US Bancorp’s payout ratio is coming back, thanks in part to a 56% dividend increase that kicked in earlier this year after the company (along with most other big banks) cleared a regulatory “stress test” and got federal permission to boost the amount of cash it sends back to stockholders. While the chart below measures payout over the latest twelve months, the nation’s fifth largest bank by assets actually paid out 29% of earnings in dividends in the first quarter.
US Bancorp officials say the $341 billion asset company wants to “resume normal capital management,” and they’re targeting a return of 30% to 40% of earnings in the form of dividends in the future (with another 30%-40% for stock buybacks). For income investors, the question then becomes how much better the company’s earnings can get. US Bancorp rode out the recession with less pain than many other lenders, and its shares have performed well over the past year, particularly in comparison with industry laggards Citigroup (C) and Fifth Third (FITB).
Earnings re up and margins are wider at U.S. Bancorp. But the stock’s earlier run-up has stalled in the last couple months, as investors grow uneasy about the economy. An opportunity for dividend-minded investors?

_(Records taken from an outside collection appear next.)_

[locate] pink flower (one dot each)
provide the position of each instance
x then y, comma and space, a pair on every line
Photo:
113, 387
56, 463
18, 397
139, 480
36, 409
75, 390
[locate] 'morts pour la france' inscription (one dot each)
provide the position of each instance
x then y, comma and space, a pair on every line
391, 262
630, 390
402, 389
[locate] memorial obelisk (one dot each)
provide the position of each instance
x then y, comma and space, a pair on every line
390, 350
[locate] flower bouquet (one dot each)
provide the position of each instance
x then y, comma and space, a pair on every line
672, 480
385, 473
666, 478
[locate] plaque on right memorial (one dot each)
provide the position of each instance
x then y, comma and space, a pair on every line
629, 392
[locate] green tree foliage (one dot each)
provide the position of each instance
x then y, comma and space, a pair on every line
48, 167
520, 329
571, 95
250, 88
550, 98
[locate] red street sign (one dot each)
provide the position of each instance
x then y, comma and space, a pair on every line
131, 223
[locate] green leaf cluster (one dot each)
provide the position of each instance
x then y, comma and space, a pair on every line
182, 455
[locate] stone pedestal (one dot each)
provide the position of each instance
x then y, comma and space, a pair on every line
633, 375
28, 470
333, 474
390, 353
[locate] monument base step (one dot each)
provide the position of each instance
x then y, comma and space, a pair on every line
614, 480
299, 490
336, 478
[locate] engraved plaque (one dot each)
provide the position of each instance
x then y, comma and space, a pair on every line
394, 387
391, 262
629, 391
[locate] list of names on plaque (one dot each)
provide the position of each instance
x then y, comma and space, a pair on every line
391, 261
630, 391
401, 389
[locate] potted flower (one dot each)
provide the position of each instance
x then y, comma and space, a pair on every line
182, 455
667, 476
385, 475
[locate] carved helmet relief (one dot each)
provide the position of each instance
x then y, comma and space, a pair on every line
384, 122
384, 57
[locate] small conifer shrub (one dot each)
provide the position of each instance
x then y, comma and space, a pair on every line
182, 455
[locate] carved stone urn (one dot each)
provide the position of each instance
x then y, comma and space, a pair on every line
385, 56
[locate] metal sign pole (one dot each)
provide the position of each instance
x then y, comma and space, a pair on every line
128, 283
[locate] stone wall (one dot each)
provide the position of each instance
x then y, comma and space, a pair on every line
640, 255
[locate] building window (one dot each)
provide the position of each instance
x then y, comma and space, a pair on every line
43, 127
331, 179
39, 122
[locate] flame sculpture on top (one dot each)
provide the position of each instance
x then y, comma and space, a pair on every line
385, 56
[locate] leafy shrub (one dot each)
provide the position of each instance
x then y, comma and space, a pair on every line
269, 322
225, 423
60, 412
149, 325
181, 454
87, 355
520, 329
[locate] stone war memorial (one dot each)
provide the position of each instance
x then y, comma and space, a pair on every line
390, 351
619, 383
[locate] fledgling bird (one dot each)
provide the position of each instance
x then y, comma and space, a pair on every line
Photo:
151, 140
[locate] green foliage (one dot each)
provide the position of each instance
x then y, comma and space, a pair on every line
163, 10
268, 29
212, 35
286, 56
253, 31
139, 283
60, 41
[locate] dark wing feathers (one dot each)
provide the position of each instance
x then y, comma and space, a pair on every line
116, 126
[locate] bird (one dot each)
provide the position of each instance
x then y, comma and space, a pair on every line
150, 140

US Bancorp has a solid, diverse franchise and is among the industry’s more profitable performers as measured by return on assets.
For all those reasons, the company’s dividend yield seems likely to return, eventually, to something approximating its pre-crisis level. For investors willing to wait, the shares may be worth a look – particularly since the stock has slipped back.
With interest rates discouragingly low, investor interest in dividend stocks has surged. Whenever we yield junkies buy a security for its dividend stream, we’re naturally acquiring the more volatile underlying stock as well. So before committing to any stock, it’s important to check out a company’s fundamentals, and to read its 10-K report.